Luego dicen que, de hecho, el suicidio asistido ya se está haciendo. Como si eso fuera un argumento. También, de hecho, la trata de mujeres, explotadas sexualmente, es una realidad y no proponen hacerla legal. Eso sí, escribe The Economist, «a menudo los médicos actúan después de hablar con los pacientes y sus familiares«. A menudo. ¿Cuán a menudo? Ni lo saben ni les importa.

Pero quizás lo que más me ha sorprendido es la nula atención a la experiencia de los países en los que la eutanasia activa es legal. Por ejemplo en el caso de Bélgica, en cuyo décimo aniversario apareció un interesante informe sobre la praxis real. Allí descubríamos que la propia Comisión de Control que vela por el cumplimiento estricto de la ley reconoce su incapacidad para calcular el número de casos de eutanasia reales, que se asume que son muchos más de los declarados. Y eso a pesar de que cuando se aprobó la ley una de las motivaciones era precisamente que las eutanasias se declararan y abandonaran la supuesta clandestinidad. Además, el informe oficial revelaba que se está aplicando la “eutanasia” contra los deseos del paciente en numerosas ocasiones, en algunos casos dentro de operaciones de “donación” de órganos. Pero nada de esto aparece en la editorial de The Economist. Prefieren no prestar atención a la realidad, prefieren imponer un apriorismo ideológico. No dejes que la realidad te estropee una buena historia.

Afirma a continuación la editorial que tiene que ser el paciente quién decida, no el médico. Pero silencia lo que acabamos de señalar: en la mayoría de los casos es imposible expresar una voluntad anticipada (se desconocen los matices, vitales, de la situación) y el enfermo no está en condiciones de expresarla. En realidad el paciente nunca decide libre y autónomamente. Cuando está sano es incapaz de ponerse en la situación en la que estará, cuando está en la situación, bien por las presiones, bien por su incapacidad para manifestar sus deseos, casi siempre son otros quienes deciden por él.

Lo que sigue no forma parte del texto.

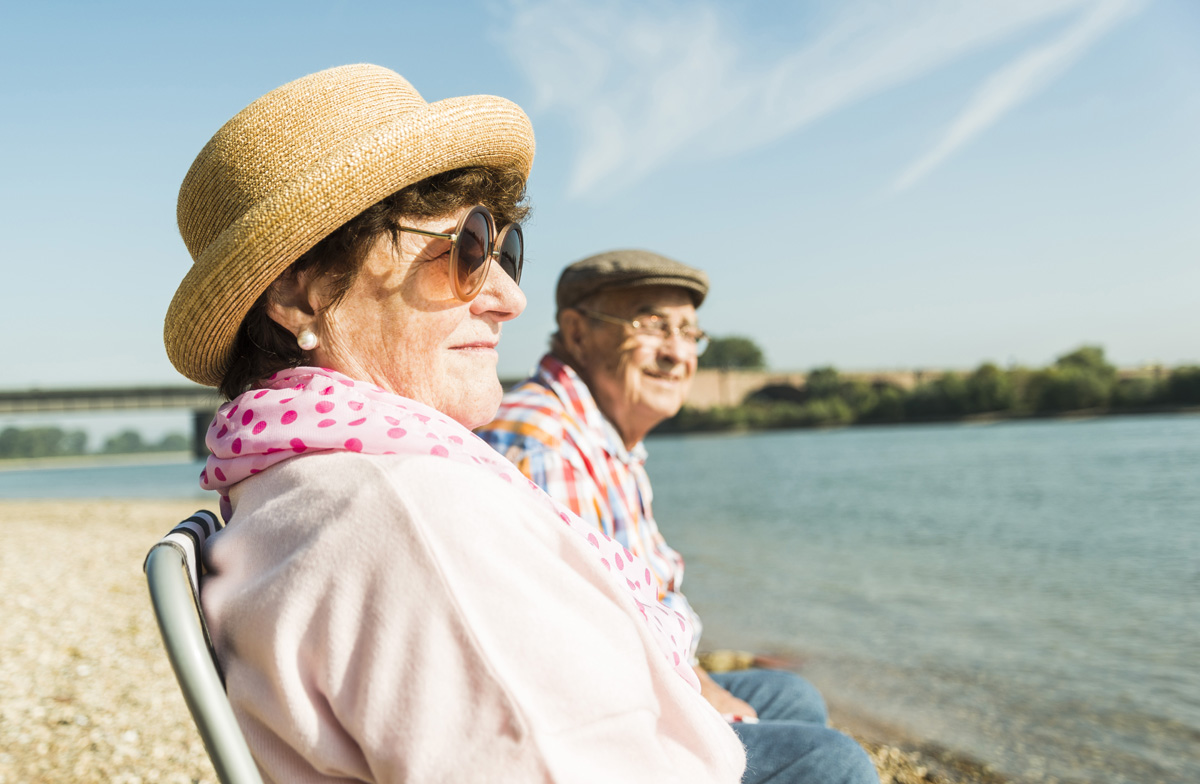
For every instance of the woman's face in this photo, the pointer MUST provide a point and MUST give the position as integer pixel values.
(401, 327)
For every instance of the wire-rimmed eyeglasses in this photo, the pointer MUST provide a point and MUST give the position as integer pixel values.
(657, 328)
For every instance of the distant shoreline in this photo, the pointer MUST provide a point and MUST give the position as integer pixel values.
(702, 420)
(96, 461)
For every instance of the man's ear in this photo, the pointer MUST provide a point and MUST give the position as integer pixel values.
(294, 301)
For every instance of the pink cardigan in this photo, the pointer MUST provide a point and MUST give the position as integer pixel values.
(406, 618)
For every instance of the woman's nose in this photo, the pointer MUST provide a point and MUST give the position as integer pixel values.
(501, 295)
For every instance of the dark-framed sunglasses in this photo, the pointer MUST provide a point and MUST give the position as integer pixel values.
(473, 244)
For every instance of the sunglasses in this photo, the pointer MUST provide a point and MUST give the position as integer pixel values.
(473, 244)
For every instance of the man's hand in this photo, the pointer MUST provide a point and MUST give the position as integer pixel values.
(725, 702)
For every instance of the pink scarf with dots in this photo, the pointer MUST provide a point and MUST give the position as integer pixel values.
(311, 410)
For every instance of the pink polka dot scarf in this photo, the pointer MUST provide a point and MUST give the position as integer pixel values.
(309, 410)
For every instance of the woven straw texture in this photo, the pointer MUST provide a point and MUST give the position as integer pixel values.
(295, 165)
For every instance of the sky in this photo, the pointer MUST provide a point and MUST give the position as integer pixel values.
(869, 185)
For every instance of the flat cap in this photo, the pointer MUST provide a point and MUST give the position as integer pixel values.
(627, 269)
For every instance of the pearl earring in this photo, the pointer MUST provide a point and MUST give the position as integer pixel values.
(307, 340)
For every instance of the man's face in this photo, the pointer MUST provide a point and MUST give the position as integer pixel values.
(637, 381)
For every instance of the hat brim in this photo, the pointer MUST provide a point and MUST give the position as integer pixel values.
(243, 261)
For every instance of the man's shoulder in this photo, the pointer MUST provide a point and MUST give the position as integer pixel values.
(529, 413)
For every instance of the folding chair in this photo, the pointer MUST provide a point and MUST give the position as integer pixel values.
(173, 568)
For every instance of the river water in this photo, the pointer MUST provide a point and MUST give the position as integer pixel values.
(1026, 593)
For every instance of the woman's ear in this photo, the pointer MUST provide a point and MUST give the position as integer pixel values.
(294, 300)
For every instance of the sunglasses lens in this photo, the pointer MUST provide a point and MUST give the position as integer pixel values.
(472, 251)
(511, 251)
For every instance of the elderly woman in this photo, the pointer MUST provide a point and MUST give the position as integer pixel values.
(389, 599)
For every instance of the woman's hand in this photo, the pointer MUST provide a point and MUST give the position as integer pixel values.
(725, 702)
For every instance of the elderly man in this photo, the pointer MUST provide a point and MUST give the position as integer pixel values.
(622, 361)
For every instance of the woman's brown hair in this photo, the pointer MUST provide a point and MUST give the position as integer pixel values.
(263, 347)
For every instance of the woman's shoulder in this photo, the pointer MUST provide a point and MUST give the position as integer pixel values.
(349, 495)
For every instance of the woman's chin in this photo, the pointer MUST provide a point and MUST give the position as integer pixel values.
(480, 405)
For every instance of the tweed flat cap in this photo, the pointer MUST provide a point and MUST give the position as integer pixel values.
(627, 269)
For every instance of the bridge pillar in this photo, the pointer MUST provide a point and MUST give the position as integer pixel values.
(201, 419)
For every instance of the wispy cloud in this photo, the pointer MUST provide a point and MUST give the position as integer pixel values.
(1017, 82)
(651, 83)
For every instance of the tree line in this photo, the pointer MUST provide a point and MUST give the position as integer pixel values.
(1081, 379)
(57, 442)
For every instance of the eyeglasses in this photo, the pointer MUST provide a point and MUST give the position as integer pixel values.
(655, 328)
(472, 246)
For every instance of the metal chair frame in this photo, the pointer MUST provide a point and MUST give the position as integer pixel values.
(173, 568)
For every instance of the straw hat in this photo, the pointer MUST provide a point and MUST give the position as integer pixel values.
(297, 163)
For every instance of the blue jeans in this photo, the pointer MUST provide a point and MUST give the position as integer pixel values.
(791, 743)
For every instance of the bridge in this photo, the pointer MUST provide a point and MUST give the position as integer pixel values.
(202, 401)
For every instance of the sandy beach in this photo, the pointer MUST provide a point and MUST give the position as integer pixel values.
(87, 693)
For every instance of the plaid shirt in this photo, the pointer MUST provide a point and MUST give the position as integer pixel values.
(551, 428)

Luego afirman que no hay riesgo de que se presione a los pacientes más vulnerables. Pero ignoran lo que ya es una praxis común (y si no que se lo pregunten a cualquier profesional sanitario implicado en este tipo de situaciones).

Afirman también que los médicos son igualmente respetados en los países en los que el suicidio asistido es legal y en los que no. Serán los podólogos. Es probable que también los oftalmólogos. Pero a partir de cierta edad no se mira de igual modo a ciertos doctores. Y si no que se lo pregunten a los miles de ancianos holandeses que prefieren cruzar la frontera con Alemania huyendo de una posible “muerte digna”.

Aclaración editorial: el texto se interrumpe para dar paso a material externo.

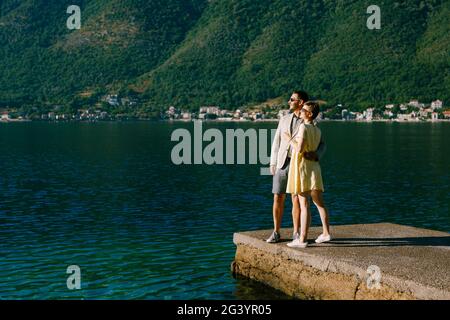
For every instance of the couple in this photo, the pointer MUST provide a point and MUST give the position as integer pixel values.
(294, 164)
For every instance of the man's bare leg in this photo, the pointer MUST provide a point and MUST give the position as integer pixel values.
(295, 213)
(278, 208)
(304, 216)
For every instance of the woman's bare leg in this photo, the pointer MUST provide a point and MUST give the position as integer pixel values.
(317, 197)
(296, 213)
(304, 216)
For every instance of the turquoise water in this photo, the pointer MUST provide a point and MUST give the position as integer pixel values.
(106, 197)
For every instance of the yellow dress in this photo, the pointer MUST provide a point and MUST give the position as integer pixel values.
(305, 175)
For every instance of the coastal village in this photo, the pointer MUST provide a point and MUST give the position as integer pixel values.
(115, 108)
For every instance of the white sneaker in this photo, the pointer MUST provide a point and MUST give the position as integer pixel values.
(297, 244)
(322, 238)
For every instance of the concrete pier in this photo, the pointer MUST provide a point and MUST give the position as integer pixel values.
(413, 263)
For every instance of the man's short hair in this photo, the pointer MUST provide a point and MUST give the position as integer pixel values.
(302, 95)
(315, 108)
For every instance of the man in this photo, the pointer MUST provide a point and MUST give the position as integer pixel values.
(279, 163)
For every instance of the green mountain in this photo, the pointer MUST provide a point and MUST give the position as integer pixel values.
(230, 53)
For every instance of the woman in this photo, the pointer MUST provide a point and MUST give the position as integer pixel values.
(305, 176)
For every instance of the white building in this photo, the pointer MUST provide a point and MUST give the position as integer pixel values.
(388, 113)
(414, 103)
(186, 116)
(112, 99)
(434, 116)
(404, 117)
(436, 104)
(368, 114)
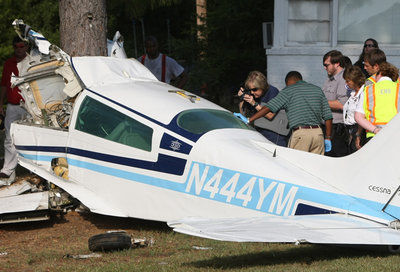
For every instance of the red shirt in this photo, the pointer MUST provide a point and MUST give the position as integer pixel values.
(10, 66)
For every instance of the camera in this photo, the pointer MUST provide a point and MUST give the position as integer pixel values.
(245, 91)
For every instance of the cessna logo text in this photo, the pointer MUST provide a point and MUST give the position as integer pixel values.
(379, 189)
(241, 189)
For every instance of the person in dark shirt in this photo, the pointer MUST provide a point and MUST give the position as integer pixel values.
(369, 44)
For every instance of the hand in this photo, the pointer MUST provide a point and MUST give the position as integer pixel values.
(357, 142)
(241, 117)
(249, 99)
(376, 130)
(240, 92)
(328, 145)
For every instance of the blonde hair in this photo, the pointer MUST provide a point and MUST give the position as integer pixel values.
(258, 79)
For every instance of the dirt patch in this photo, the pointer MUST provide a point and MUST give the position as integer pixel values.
(40, 246)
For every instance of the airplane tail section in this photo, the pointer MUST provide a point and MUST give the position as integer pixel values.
(371, 175)
(319, 229)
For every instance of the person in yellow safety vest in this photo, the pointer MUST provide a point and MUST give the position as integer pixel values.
(372, 60)
(380, 101)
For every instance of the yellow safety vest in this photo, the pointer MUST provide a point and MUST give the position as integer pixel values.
(381, 103)
(372, 79)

Para acabar su argumentación, The Economist descubre todas sus cartas: ¿por qué limitarlo al sufrimiento físico? ¿Y el psíquico? ¿Y el existencial? ¿Por qué tiene que haber sufrimiento? Lo que defienden es el derecho al suicidio, así de claro, así de simple. El motivo poco importa. Plantean dos posibles excepciones: los niños y aquellos con enfermedades psíquicas. Pero las descartan rápidamente. Tampoco podemos condenar al sufrimiento a un niño y el sufrimiento psíquico, aunque no lo comprendamos, es tan real como el físico. Ante la más mínima duda, inyección letal.

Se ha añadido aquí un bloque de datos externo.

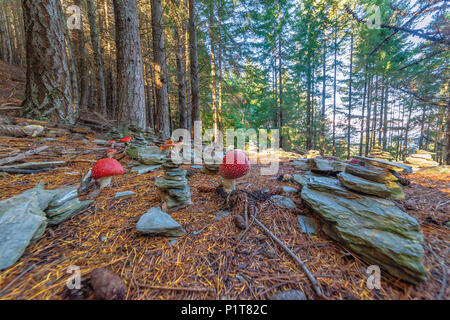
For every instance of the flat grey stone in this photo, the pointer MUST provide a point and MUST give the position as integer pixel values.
(398, 167)
(373, 228)
(63, 195)
(307, 225)
(287, 189)
(100, 142)
(157, 222)
(283, 202)
(68, 210)
(389, 190)
(326, 165)
(221, 215)
(17, 230)
(143, 169)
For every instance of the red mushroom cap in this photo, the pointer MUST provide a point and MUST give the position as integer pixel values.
(106, 168)
(125, 139)
(234, 165)
(354, 161)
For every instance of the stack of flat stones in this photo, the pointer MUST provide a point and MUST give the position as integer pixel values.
(421, 159)
(175, 191)
(373, 178)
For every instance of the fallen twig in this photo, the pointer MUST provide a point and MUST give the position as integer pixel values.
(22, 155)
(313, 280)
(444, 272)
(175, 288)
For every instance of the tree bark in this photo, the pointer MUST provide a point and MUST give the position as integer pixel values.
(80, 61)
(350, 99)
(193, 56)
(100, 73)
(130, 78)
(49, 87)
(212, 82)
(181, 81)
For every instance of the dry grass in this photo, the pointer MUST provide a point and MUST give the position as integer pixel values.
(213, 259)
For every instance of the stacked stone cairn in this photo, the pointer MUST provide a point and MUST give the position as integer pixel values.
(174, 188)
(378, 153)
(421, 159)
(211, 166)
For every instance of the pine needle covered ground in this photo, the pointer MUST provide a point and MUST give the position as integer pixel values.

Un corolario final: todo derecho comporta un deber. Nuestro supuesto derecho al suicidio asistido comporta el deber de los médicos y personal sanitario a matarnos. El Estado debe velar porque se respeten estos derechos y deberes… y les aseguro que lo hará. ¡Qué ganas tiene!

El artículo se concluye con un toque macabro que revela el carácter de la ideología que permea The Economist. Reconoce que la gente se puede equivocar y no elegir adecuadamente, optando por error por el suicidio (y aquí no hay segunda oportunidad), pero, sostiene, «sería incorrecto negar a todo el mudo el derecho a la muerte asistida por esta razón. Se permite a los adultos hacer otras elecciones irrevocables: hacerse un cambio de sexo o realizar un aborto«. ¿No se les ha pasado por la cabeza de que, justamente, el cambio de sexo y el aborto de un hijo son acciones que deberían evitarse en vez de promoverse?

Eso sí, The Economist no olvida la guinda sentimental final y acaba su declaración con aquello tan manido y dulzón de que cualquiera debería de poder suicidarse «rodeado de aquellos a quienes ama«. Qué bonito y humanitario.